Metabolon Elucidates Novel Biomarkers to Improve Busulfan Dosing Strategies

The Challenge: Improving Busulfan Dosing Strategies

Busulfan is a chemotherapy drug used to treat certain types of cancer, including chronic myeloid leukemia (CLM) and some types of non-Hodgkin’s lymphoma. Many patients also receive high-dose busulfan as part of a conditioning regimen before a bone marrow transplant.  Busulfan works by killing fast-growing cells, but also affects normal cells that divide quickly—this can lead to side effects such as low blood counts, nausea, and diarrhea. Pharmacokinetic (PK)-guided busulfan dosing strategies aim to achieve a target therapeutic level of the drug in the patient’s bloodstream while minimizing toxicity. Although PK-guided busulfan dosing is considered an effective way to ensure optimal busulfan efficacy, this process is resource-intensive, labor-intensive, and time-sensitive. Thus, alternative approaches are needed to determine the appropriate busulfan dose for each patient. Metabolomics could improve or ideally replace PK-guided busulfan dosing to achieve the desired therapeutic effect while minimizing the risk of toxicity.
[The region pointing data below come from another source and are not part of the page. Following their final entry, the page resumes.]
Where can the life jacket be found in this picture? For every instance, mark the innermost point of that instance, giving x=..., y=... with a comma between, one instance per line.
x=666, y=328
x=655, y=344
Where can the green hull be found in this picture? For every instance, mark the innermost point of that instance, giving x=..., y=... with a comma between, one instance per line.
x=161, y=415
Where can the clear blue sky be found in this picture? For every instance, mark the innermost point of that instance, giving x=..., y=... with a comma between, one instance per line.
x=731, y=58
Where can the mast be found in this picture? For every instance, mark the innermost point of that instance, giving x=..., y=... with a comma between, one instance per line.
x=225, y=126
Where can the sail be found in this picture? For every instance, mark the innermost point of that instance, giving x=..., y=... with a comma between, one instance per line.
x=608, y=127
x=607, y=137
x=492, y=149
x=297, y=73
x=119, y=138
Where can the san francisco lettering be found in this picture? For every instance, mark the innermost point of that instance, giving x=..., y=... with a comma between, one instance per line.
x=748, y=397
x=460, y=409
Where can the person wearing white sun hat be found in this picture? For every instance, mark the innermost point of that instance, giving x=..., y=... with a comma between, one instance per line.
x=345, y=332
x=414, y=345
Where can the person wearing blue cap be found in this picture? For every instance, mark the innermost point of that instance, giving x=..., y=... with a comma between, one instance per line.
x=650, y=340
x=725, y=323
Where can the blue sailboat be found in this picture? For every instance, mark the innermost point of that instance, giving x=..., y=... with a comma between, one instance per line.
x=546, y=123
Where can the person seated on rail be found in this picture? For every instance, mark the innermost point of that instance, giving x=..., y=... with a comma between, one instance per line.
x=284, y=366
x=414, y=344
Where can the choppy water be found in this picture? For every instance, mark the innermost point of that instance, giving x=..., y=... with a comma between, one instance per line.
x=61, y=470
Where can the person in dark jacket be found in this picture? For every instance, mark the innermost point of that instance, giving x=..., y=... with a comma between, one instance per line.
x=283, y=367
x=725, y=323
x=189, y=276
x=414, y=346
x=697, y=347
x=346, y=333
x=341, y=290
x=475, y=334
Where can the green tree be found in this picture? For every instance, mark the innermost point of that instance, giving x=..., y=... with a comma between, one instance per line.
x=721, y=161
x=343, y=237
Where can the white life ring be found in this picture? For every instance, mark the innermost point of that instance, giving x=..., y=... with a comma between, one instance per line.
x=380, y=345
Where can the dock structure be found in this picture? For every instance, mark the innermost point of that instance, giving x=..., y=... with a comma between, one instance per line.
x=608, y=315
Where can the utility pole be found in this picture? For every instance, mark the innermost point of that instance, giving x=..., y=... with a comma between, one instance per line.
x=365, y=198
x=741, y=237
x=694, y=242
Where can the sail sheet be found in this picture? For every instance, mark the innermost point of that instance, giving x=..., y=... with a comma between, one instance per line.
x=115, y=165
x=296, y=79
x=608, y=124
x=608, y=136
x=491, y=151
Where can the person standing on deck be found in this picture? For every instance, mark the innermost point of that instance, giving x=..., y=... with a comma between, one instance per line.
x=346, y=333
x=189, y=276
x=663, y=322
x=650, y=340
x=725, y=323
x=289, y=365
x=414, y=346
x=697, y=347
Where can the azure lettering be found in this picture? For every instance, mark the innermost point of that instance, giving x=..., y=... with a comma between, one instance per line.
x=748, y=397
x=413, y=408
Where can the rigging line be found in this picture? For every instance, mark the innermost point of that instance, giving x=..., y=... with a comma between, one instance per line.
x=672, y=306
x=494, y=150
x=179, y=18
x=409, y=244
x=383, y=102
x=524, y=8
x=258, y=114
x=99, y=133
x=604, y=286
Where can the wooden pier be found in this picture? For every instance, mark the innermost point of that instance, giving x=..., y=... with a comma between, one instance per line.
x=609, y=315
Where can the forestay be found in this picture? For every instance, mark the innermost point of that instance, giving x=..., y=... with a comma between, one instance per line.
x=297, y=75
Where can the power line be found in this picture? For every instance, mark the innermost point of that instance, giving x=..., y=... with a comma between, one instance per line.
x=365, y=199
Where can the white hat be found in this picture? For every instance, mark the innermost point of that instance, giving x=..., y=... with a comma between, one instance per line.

Metabolon Insight: Metabolomics Can Elucidate Biomarkers Associated with Busulfan Clearance

This study utilized the Metabolon Global Discovery Panel to profile the plasma of patients two weeks before (n = 96) and immediately before (n = 132) busulfan administration.¹ The panel’s unrivaled coverage of up to 5,400 semi-quantifiable metabolites offered this group the most comprehensive solution to elucidate endogenous metabolomic compounds (EMCs) or biomarkers associated with busulfan clearance from plasma.

The Solution: Metabolon Helped Identify 13 Biomarkers Associated with Busulfan Clearance

Metabolomics analysis revealed the presence of 841 EMCs in the plasma samples of patients before busulfan administration. The research group then evaluated whether the presence of certain EMCs could predict intravenous busulfan clearance. Statistical analysis of the plasma samples obtained immediately before busulfan administration identified 13 EMCs as predominantly associated with busulfan clearance. These EMCs included urate, mannonate, lysine, cortisone, and cortisol. These 13 EMCs were later used to create a linear prediction model that was shown to have strong predictive power. When this model was applied to the two-week-pre-busulfan samples, the predicted vs. actual busulfan clearance values were strongly correlated (R² = 0.40). This model had the highest predictive power among patients with lower clearance (R² = 0.53). Pathway enrichment analysis of all the EMCs showed that lysine degradation was the most significant pathway in both sample groups.

The Outcome: Metabolon Can Help Optimize Busulfan Dosing

The Global Discovery Panel helped this research group develop a more efficient method of estimating busulfan clearance. Metabolon found that by analyzing plasma obtained two weeks before administering busulfan, 13 endogenous metabolomic compounds could accurately predict the clearance of intravenous busulfan, particularly in patients with slow clearance. These results demonstrate that metabolomics can guide busulfan dosage to ensure that each patient receives the appropriate drug dosage. The study shows that metabolomics can be leveraged to identify new biomarkers, which can help optimize drug dosing.